When Peter Voulkos first worked with bronze, in 1959, it was – he later said – “a matter of convenience.” That tells you a lot about where he was coming from. Few sculptors then would have seen bronze casting, just then being experimentally rediscovered in independent foundries, as a path of low resistance. But then, Voulkos had just made the most titanic works of his career – a series of totemic sculptures like Sitting Bull and Little Big Horn, which still rank as the most important of all modern ceramics.1
He’d arrived at those herculean achievements in a studio on Glendale Boulevard, shared with John Mason, which had an impressive infrastructure for making: a walk-in kiln, industrial mixers and humidity control. When Voulkos was fired from the Otis Art Institute for general recalcitrance, and moved up to the Bay Area to teach at Berkeley, he was abruptly cut off from this facility and needed to find a new productive pathway. This was where bronze casting came in: a group led by Donald Haskins had set up the Garbanzo Works, and he was able to immediately begin creating sculpture there. This led swiftly to a body of work constructed from cylindrical, spherical and cubic forms, like giant Tinkertoys. While he never entirely stopped working in clay, Voulkos’s enormous artistic energies would be focused on bronze for most of the next decade.

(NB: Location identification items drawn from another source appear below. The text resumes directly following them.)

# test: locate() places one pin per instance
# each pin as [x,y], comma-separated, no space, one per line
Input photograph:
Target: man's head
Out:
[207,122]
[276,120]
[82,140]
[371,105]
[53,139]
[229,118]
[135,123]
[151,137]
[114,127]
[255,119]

So it was in the nature of a return when Voulkos began collaborating with Artworks Foundry (the same facility that made Judy McKie’s bronzes) in 1986. Now he had different priorities. In the ensuing years, he had developed a few key typologies in his ceramic work, of which the most famous is the “stack” – a veritable mountain of clay, rammed full of constructive incident, culminating in a cylindrical top. These works retain a nominal basis in the vessel form, but transcend it through sheer scale and power; they inhabit a room with geological presence.
Anasazi – the name alludes to the Ancestral Puebloan people, masters of pottery in their own right – is a casting of one of these ceramic stacks, which was fully eleven years old when Voulkos recreated it in bronze. Rather like anagama wood firing (a process that he undertook mainly with Peter Callas), casting was a way to open up his practice beyond the studio. The inherent monumentality of the metal, and the patination that the foundry added, imbues the work with tremendous gravitas, rivaling the best of what he made in clay.
[1] See Glenn Adamson, Barbara Paris Gifford, and Andrew Perchuk, Voulkos: The Breakthrough Years (Museum of Arts and Design, 2016).